Not happy though. Every now and again, just when you were feeling a little too at ease, the cards had a habit of tapping you sharp-like on the shoulder and reminding you there was a price to be paid still. She did not like having to know some of the things they insisted on telling her. There had been a knock or two at the door since Kate Mitchell went off, but Jocasta hadn’t moved from her place or shifted the lay she had made for the young woman.

Jocasta looked hard at the cards till her head began to ache. All Swords. A dark woman. The Magician with his sticks and balls laid out before him, upside down. The Moon all sick and fading, The Hermit with his lantern and stick like the watchman up in Seven Dials-it was so like the man you’d have said they’d used him as a model. Then The Tower. Most of the cards could be kind or vicious with their predictions, depending on how they fell and what conversations they had with their place or the other cards near them. The Tower she’d never seen as anything but angry, though.

She smelled the sea again.

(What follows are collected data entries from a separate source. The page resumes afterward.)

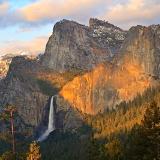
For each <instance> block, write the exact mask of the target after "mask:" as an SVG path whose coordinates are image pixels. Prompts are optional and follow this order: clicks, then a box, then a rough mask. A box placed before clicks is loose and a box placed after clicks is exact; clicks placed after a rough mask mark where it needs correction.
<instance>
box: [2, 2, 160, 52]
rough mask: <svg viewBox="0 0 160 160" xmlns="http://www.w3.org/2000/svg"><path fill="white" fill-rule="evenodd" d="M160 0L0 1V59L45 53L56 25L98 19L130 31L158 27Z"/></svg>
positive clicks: (87, 20)
mask: <svg viewBox="0 0 160 160" xmlns="http://www.w3.org/2000/svg"><path fill="white" fill-rule="evenodd" d="M159 15H160V0H0V55H4V54H9V53H16V54H17V53H27V54H39V53H44V50H45V45H46V43H47V40H48V38H49V36H50V35H51V34H52V29H53V26H54V24H55V23H56V22H57V21H60V20H62V19H69V20H74V21H77V22H79V23H82V24H85V25H88V21H89V18H91V17H92V18H99V19H101V20H105V21H108V22H110V23H113V24H114V25H117V26H119V27H121V28H123V29H129V28H130V27H131V26H135V25H138V24H140V25H147V26H148V25H151V24H160V16H159Z"/></svg>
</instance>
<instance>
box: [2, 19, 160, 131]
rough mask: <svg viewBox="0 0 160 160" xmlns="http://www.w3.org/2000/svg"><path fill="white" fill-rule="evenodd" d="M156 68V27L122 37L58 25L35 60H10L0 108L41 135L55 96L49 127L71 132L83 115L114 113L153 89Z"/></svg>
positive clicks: (97, 25)
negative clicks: (51, 100) (37, 128)
mask: <svg viewBox="0 0 160 160" xmlns="http://www.w3.org/2000/svg"><path fill="white" fill-rule="evenodd" d="M159 64H160V25H152V26H149V27H145V26H135V27H132V28H131V29H129V30H128V31H124V30H123V29H121V28H119V27H117V26H114V25H112V24H110V23H109V22H105V21H101V20H98V19H94V18H91V19H90V21H89V26H85V25H81V24H79V23H77V22H74V21H69V20H62V21H60V22H58V23H56V24H55V26H54V28H53V33H52V35H51V36H50V38H49V40H48V42H47V45H46V49H45V53H44V54H43V55H42V56H41V57H40V58H38V59H29V58H27V57H23V56H20V57H15V58H13V59H12V62H11V64H10V67H9V71H8V73H7V75H6V77H5V78H4V79H3V80H1V81H0V97H1V99H0V105H1V106H6V104H13V105H15V106H16V107H17V110H18V113H19V115H20V116H21V117H22V119H23V120H24V122H25V123H26V124H29V125H31V126H33V128H41V129H42V130H44V129H45V127H46V126H47V121H48V119H47V118H46V117H48V114H49V102H50V97H51V96H54V95H56V96H55V99H54V102H53V103H54V111H55V112H54V113H55V123H56V124H55V127H56V128H62V129H75V128H76V127H79V126H81V124H82V123H83V114H84V113H87V114H97V113H99V112H103V111H105V110H107V109H112V108H115V106H116V105H117V104H119V103H120V102H122V101H123V100H125V101H129V100H131V99H133V98H134V97H135V96H136V95H137V94H139V93H143V92H144V91H145V89H147V88H148V87H151V86H156V85H157V82H158V79H159V77H160V66H159Z"/></svg>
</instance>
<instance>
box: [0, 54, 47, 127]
mask: <svg viewBox="0 0 160 160" xmlns="http://www.w3.org/2000/svg"><path fill="white" fill-rule="evenodd" d="M37 70H38V64H37V63H35V61H34V60H30V59H28V58H25V57H22V56H20V57H15V58H13V60H12V63H11V65H10V68H9V72H8V74H7V76H6V78H5V80H3V81H2V82H1V84H0V85H1V86H0V88H1V90H0V96H1V99H0V104H1V105H2V106H6V105H7V104H12V105H14V106H16V107H17V110H18V113H19V115H20V116H21V117H22V118H23V120H24V122H25V123H26V124H30V125H32V126H36V125H37V124H38V123H39V121H40V119H41V113H42V109H43V107H44V106H45V104H46V101H47V99H48V97H47V96H45V95H44V94H43V93H42V92H41V91H40V89H39V87H38V84H37V83H36V80H34V78H33V76H32V74H31V73H34V72H35V71H37Z"/></svg>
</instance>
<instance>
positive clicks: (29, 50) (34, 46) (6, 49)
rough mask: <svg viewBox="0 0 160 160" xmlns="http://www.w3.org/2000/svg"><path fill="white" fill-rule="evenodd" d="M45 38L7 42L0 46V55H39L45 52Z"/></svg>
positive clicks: (2, 44)
mask: <svg viewBox="0 0 160 160" xmlns="http://www.w3.org/2000/svg"><path fill="white" fill-rule="evenodd" d="M47 40H48V37H47V36H42V37H37V38H35V39H32V40H30V41H7V42H4V43H3V44H1V45H0V53H1V54H4V53H5V54H9V53H17V54H18V53H21V52H26V53H28V54H39V53H43V52H44V50H45V45H46V42H47Z"/></svg>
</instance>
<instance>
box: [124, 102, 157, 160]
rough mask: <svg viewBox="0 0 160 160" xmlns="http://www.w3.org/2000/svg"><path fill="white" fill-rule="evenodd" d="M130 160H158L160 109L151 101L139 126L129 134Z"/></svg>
mask: <svg viewBox="0 0 160 160" xmlns="http://www.w3.org/2000/svg"><path fill="white" fill-rule="evenodd" d="M129 146H130V147H129V150H128V153H127V156H128V159H130V160H137V159H141V160H160V107H158V105H157V103H156V102H155V101H153V102H152V103H151V104H150V105H149V107H148V108H147V109H146V112H145V115H144V119H143V121H142V125H141V126H137V127H136V128H134V129H133V130H132V132H131V137H130V144H129Z"/></svg>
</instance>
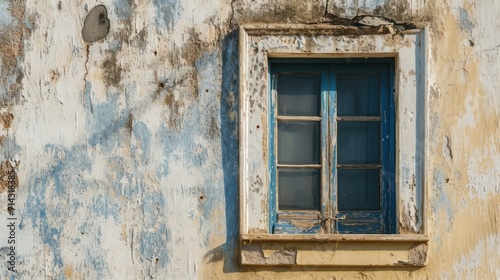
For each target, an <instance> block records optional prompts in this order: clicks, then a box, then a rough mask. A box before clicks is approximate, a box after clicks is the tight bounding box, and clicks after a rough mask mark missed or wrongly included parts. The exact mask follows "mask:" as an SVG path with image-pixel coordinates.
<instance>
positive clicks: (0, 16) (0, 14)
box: [0, 0, 17, 29]
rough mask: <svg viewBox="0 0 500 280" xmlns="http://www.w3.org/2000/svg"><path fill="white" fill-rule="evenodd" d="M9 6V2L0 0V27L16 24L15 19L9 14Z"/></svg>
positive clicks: (3, 26) (16, 21)
mask: <svg viewBox="0 0 500 280" xmlns="http://www.w3.org/2000/svg"><path fill="white" fill-rule="evenodd" d="M9 8H10V3H9V2H7V1H5V0H0V29H1V28H5V27H8V26H11V25H13V26H15V25H16V24H17V21H14V18H13V17H12V15H11V14H10V11H9Z"/></svg>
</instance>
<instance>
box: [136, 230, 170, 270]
mask: <svg viewBox="0 0 500 280" xmlns="http://www.w3.org/2000/svg"><path fill="white" fill-rule="evenodd" d="M139 236H140V243H139V252H140V254H141V259H143V260H148V261H150V262H152V263H156V265H157V266H159V267H165V266H166V264H167V263H169V261H170V259H169V252H168V251H167V249H166V248H167V246H166V244H167V243H168V242H169V241H170V237H169V236H170V233H169V230H168V229H167V228H166V227H165V225H164V224H160V225H159V226H158V228H157V229H156V230H155V231H149V230H148V229H145V230H143V231H142V232H141V233H140V234H139ZM149 273H150V274H151V271H150V272H149Z"/></svg>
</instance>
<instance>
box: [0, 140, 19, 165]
mask: <svg viewBox="0 0 500 280" xmlns="http://www.w3.org/2000/svg"><path fill="white" fill-rule="evenodd" d="M21 152H22V148H21V146H19V145H17V143H16V140H15V139H11V138H7V139H4V140H3V142H2V145H0V154H1V155H2V156H3V160H11V159H13V158H14V157H15V156H16V155H20V154H21ZM3 160H2V161H3Z"/></svg>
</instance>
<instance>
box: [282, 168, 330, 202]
mask: <svg viewBox="0 0 500 280" xmlns="http://www.w3.org/2000/svg"><path fill="white" fill-rule="evenodd" d="M320 178H321V177H320V169H283V168H280V169H278V208H279V209H280V210H319V209H320Z"/></svg>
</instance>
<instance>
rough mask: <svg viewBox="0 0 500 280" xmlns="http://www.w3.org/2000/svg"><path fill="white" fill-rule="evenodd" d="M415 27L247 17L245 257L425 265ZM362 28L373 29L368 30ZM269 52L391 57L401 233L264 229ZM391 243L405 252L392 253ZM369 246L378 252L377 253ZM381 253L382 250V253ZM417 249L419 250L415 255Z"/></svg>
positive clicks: (420, 94)
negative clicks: (259, 18)
mask: <svg viewBox="0 0 500 280" xmlns="http://www.w3.org/2000/svg"><path fill="white" fill-rule="evenodd" d="M416 26H417V29H411V30H405V31H401V32H399V33H397V34H391V32H389V31H393V29H388V28H387V29H386V28H384V27H383V26H382V27H380V29H379V30H380V32H373V30H374V29H373V28H371V29H366V28H362V27H352V26H338V25H337V26H336V25H291V24H248V25H243V26H241V27H240V30H239V32H240V42H239V43H240V61H239V63H240V64H239V65H240V73H239V74H240V144H239V145H240V147H239V148H240V149H239V152H240V235H241V241H242V263H243V264H254V265H341V266H346V265H347V266H350V265H374V266H377V265H378V266H386V265H396V266H397V265H412V266H419V265H424V263H425V259H426V258H425V255H426V251H427V245H426V242H427V241H428V237H427V235H426V229H425V218H426V215H425V195H426V192H425V182H426V180H425V179H424V176H425V174H424V172H425V162H426V161H425V158H426V157H425V155H426V153H425V143H426V142H427V141H426V138H425V135H426V134H425V130H426V127H425V121H426V115H425V114H426V110H425V108H426V100H427V98H426V95H427V92H428V90H427V83H426V77H427V75H426V69H427V68H428V67H429V60H428V58H427V53H428V52H427V45H428V43H427V39H426V38H427V37H426V29H427V27H425V26H424V25H418V24H417V25H416ZM366 30H371V31H370V32H369V34H368V33H365V31H366ZM392 33H394V32H392ZM271 57H287V58H296V57H297V58H298V57H302V58H303V57H306V58H338V57H342V58H345V57H353V58H355V57H356V58H359V57H361V58H363V57H394V58H395V80H394V81H395V85H394V89H395V92H394V97H395V107H396V108H395V110H396V174H395V178H396V205H397V206H396V207H397V209H396V211H397V218H398V221H397V223H398V224H399V227H398V234H393V235H333V234H332V235H326V234H325V235H273V234H269V232H270V231H269V222H268V220H269V212H268V210H269V205H268V192H269V174H268V166H267V165H268V162H269V159H268V152H267V151H268V127H269V125H268V119H269V118H268V114H269V112H268V110H269V104H268V101H269V98H268V92H269V90H268V86H269V80H268V79H269V73H268V59H269V58H271ZM338 242H343V243H342V244H343V246H342V250H340V249H339V248H340V247H339V246H338V245H337V246H336V247H335V246H333V247H332V248H330V249H328V248H329V247H328V246H329V245H328V244H330V247H331V244H335V243H338ZM361 243H362V246H361V245H360V244H361ZM321 244H323V245H321ZM318 246H319V247H318ZM360 246H361V247H360ZM358 247H359V248H358ZM373 247H376V248H377V250H373ZM360 248H361V249H360ZM363 248H365V249H363ZM391 248H392V249H391ZM415 248H417V249H415ZM395 250H400V251H401V252H405V253H404V254H402V255H401V254H394V252H395ZM412 250H413V251H412ZM285 251H286V252H285ZM353 251H356V252H357V253H356V254H357V255H359V254H360V253H361V254H364V256H365V257H363V258H361V259H360V258H359V257H357V259H358V260H360V261H359V262H357V263H356V264H353V263H350V262H348V261H346V258H347V259H352V258H349V256H351V257H352V256H354V255H352V254H353ZM284 252H285V253H284ZM369 252H377V253H378V256H379V257H378V259H377V258H375V257H374V255H373V254H372V255H373V256H370V253H369ZM381 252H382V253H383V252H385V254H382V253H381ZM283 253H284V254H285V255H286V257H284V256H285V255H283ZM356 254H355V255H356ZM381 255H382V256H385V257H382V258H380V256H381ZM419 255H423V256H424V257H423V258H418V257H415V256H419ZM412 258H413V259H412Z"/></svg>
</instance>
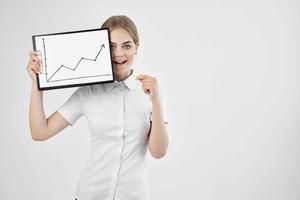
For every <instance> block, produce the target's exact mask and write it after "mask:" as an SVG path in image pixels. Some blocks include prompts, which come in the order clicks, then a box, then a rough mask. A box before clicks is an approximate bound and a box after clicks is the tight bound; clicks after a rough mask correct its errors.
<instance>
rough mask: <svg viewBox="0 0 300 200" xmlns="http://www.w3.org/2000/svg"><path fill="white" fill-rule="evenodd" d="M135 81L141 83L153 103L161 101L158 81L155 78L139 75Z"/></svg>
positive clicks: (155, 78) (145, 75)
mask: <svg viewBox="0 0 300 200" xmlns="http://www.w3.org/2000/svg"><path fill="white" fill-rule="evenodd" d="M135 79H137V80H139V81H141V83H142V87H143V90H144V92H145V93H146V94H149V96H150V100H151V101H152V102H153V101H159V100H160V99H159V91H158V84H157V79H156V78H155V77H152V76H149V75H138V76H137V77H136V78H135Z"/></svg>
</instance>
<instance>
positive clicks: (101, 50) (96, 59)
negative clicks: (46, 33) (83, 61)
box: [42, 38, 111, 82]
mask: <svg viewBox="0 0 300 200" xmlns="http://www.w3.org/2000/svg"><path fill="white" fill-rule="evenodd" d="M42 40H43V48H44V62H45V72H46V82H57V81H65V80H73V79H81V78H91V77H98V76H110V75H111V74H101V75H94V76H82V77H76V78H65V79H60V80H51V79H52V77H53V76H54V75H55V74H56V73H57V72H59V70H60V69H61V68H66V69H68V70H70V71H75V69H76V68H77V67H78V66H79V64H80V62H81V61H82V60H88V61H93V62H96V61H97V58H98V56H99V54H100V53H101V51H102V49H103V48H105V46H104V44H103V45H101V48H100V50H99V52H98V53H97V55H96V57H95V58H84V57H81V58H80V59H79V61H78V62H77V64H76V66H75V67H74V68H71V67H67V66H65V65H61V66H60V67H59V68H58V69H57V70H56V71H55V72H54V73H53V74H52V76H51V77H50V78H49V79H48V71H47V56H46V47H45V38H43V39H42Z"/></svg>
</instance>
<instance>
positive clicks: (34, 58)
mask: <svg viewBox="0 0 300 200" xmlns="http://www.w3.org/2000/svg"><path fill="white" fill-rule="evenodd" d="M32 60H34V61H36V62H38V63H40V64H42V61H41V60H40V59H39V57H37V56H32Z"/></svg>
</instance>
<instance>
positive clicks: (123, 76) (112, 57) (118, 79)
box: [110, 28, 137, 81]
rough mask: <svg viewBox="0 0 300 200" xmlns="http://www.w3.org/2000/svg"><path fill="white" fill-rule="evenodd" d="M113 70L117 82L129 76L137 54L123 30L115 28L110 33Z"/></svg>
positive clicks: (124, 30) (130, 37)
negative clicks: (134, 57)
mask: <svg viewBox="0 0 300 200" xmlns="http://www.w3.org/2000/svg"><path fill="white" fill-rule="evenodd" d="M110 39H111V44H110V45H111V50H112V59H113V69H114V73H115V76H116V79H117V80H118V81H121V80H124V79H125V78H127V77H128V76H129V75H130V69H131V66H132V63H133V61H134V55H135V54H136V52H137V45H136V44H135V43H134V41H133V38H132V37H131V35H130V34H129V33H128V31H126V30H125V29H123V28H116V29H113V30H112V31H111V32H110Z"/></svg>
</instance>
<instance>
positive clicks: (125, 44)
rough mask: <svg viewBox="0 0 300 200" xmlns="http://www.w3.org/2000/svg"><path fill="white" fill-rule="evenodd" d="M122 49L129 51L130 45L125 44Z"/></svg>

She’d seen it only the once, but she remembered the stink. Then she got again that smoky smell, and these lies. Not the normal man-woman lies, not the kind ones or the cruel, or the words you just let slip that might be true when you say them but are lies as soon as sunlight hits them. Those lies she saw in the cards all the time, but these were others. She put her head on one side and screwed up her eyes. Had the thing been done? Was there still any stopping of it? That the cards would not tell her.

Once, when she was just beginning to turn the cards for other people in the tavern and winter was making the roads more dirty and foul than ever, a man had asked to have his fortune read as a lark with his friends. She’d laid them out and looked up into his square red face, and blurted out that he would be dead before the year’s end. He’d stopped laughing, but asked her how, all the time acting like he was paying no mind to it. Again, without a thought she told him he’d be hanged, and he pushed his way out of the bar and onto the streets in a rage. His friends had thought it all fine entertainment and given her more than she usually asked for in coins, then followed him out. The next day the whole street was alive with the story, and Jocasta felt ashamed. The day after, news reached them that the man had been taken up by one of the thief-takers, was a known highwayman and was likely to be at Tyburn before the end of the month.